I want to be open and upfront about our thinking and the direction Circa is taking as we go. Since we are in stealth right now there isn’t anything too specific or meaty to discuss in this post. But more will come and as Circa takes shape the posts will elaborate on our decisions and the reasoning behind them. So stay tuned. For now, I wanted to highlight a key point that is central to Circa’s core.

At PaidContent 2012 John Borthwick of BetaWorks gave an intriguing insight that I think speaks directly to the area that Circa is diving into. Borthwick told publishers to…

stop thinking about what they produce as “content,” and start thinking about it as “information.” The problem with the word content is that it tends to focus attention on the package or the container for that content, Borthwick said, and the package part of the media business is the aspect that is being disrupted the most.
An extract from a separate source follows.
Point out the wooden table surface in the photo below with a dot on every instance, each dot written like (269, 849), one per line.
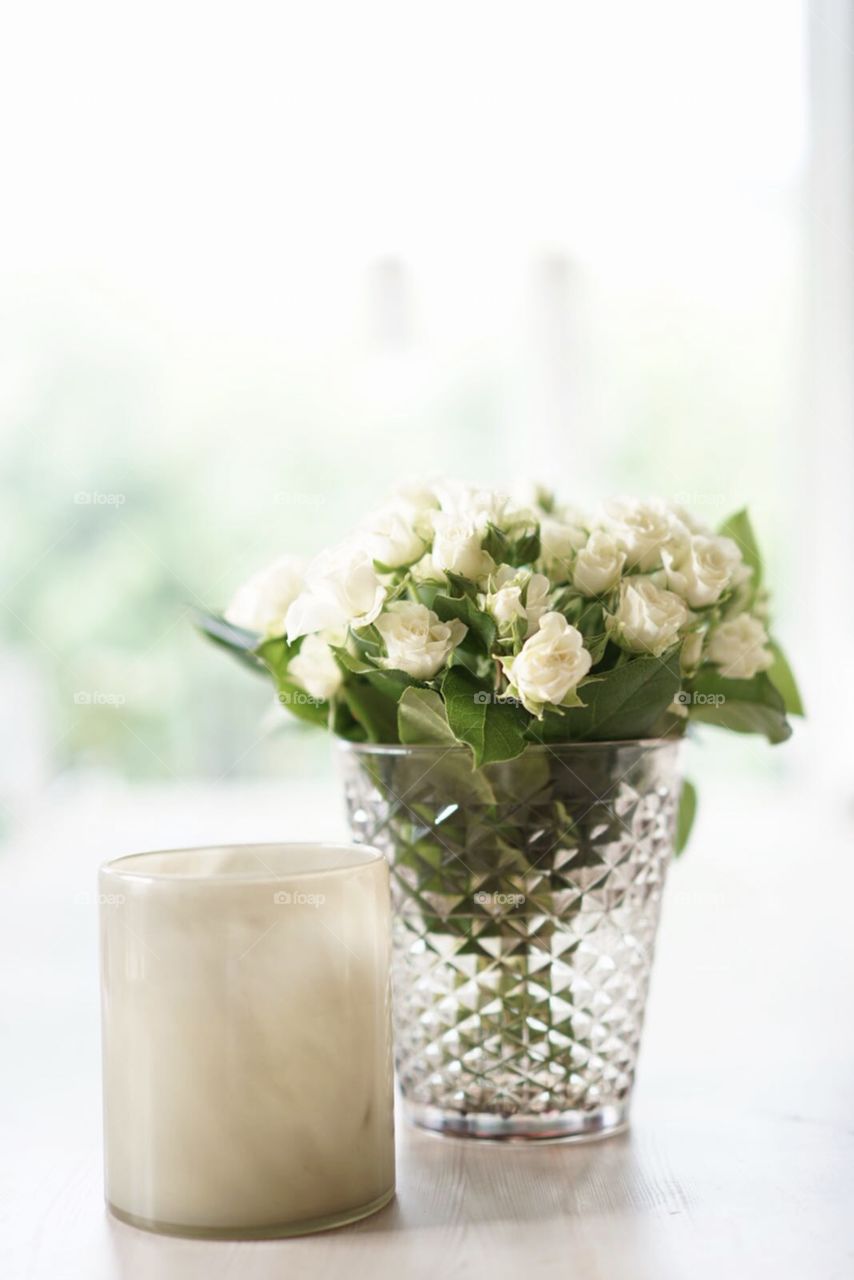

The language change is minimal – from “content” to “information,” but the subtle shift alters how we think about a product and how users can engage with it.

Creating “content” implies a certain packaging. We are producing “video” content or “text” content. Even “multimedia” content denotes a packaging with a pretty bow for the consumers to appreciate. If information, as they say, wants to be free – then it can be packaged in unique ways that content cannot.

As I read it, Borthwick is suggesting that information has an inherent value. While content, as we traditionally think of it, is chock filled with information its value isn’t inherent but manufactured and mediated for the audience.

There will be much to discover at Circa but at the heart of it I believe Circa will value information over content.